Claire never regained consciousness. Three days after the accident the doctors determined she would never have enough brain function to breathe on her own, and we made the decision to discontinue life support.
DiscussionNeither Claire nor Jake was sufficiently experienced for this dive. Claire had never dived without a professional guide, and she had not dived from a boat before. She relied on someone else to guide her through the process. Jake had not dived for more than a year and did not take a skills refresher before the trip. He had never been taught what to do with an unconscious diver.

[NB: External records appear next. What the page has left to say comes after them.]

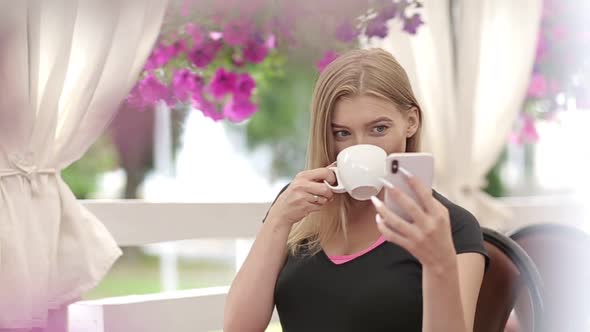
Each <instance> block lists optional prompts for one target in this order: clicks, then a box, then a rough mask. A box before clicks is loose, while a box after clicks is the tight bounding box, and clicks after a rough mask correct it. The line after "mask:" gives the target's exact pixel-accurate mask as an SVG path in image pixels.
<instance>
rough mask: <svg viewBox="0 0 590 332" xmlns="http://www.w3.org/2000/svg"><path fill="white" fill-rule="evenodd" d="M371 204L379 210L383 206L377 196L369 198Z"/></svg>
mask: <svg viewBox="0 0 590 332" xmlns="http://www.w3.org/2000/svg"><path fill="white" fill-rule="evenodd" d="M371 202H373V205H375V207H376V208H380V207H382V206H383V202H381V200H380V199H379V198H377V196H371Z"/></svg>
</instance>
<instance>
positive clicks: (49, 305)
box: [0, 0, 166, 328]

Jake had complained prior to the dive that his BCD was too tight and limited his ability to breathe. When Claire's regulator was tested after the accident it was determined to be performing below the manufacturer's specifications. An inability to breathe properly may have contributed to both Claire's unconsciousness and Jake's sense of panic as he attempted to assist her to the surface. Whenever rental equipment is used, its fit and function should be assessed by the diver who will use it before he or she leaves the dive shop.
Dive operations should consider greater oversight and supervision of inexperienced divers, particularly when visibility is low and the divers are unfamiliar with the site or conditions. Neither Claire nor Jake had sufficient knowledge to evaluate whether the dive fell within the scope of their competence. Both divers relied on someone else's opinion that the dive was appropriate for them. Claire lacked the experience to know what questions to ask, so she trusted the dive shop employee who told her not to worry. Jake expressed misgivings about his equipment and the lack of supervision prior to the dive. Despite this, he trusted the instructor who told him it would get better once they were underwater. Both divers decided to go ahead with the dive despite their apprehensions.
There were many opportunities for either Claire or Jake to have decided not to dive. New divers may not have adequate background to anticipate the potential for an accident, but every diver needs to have ingrained in them the notion that if they are not feeling good about a dive they should not get in the water. Divers must be honest with themselves about their ability to do any dive safely.
Before giving advice or assurances, a dive professional or experienced diver must be careful to evaluate the conditions from the perspective of a less-experienced diver. Although it's tempting to tell a new diver who is showing signs of anxiety "you'll be OK," reassurances, however well-intentioned, may be fatal for unprepared or inexperienced divers.
New divers must be skeptical of others' assessments and reliant on their own. If it feels like something is wrong, it very well may be. Take responsibility for your dive. Problems on the surface are not likely to improve once you're underwater. Whether it's your fifth dive or your 5,000th, you have the right to call a dive.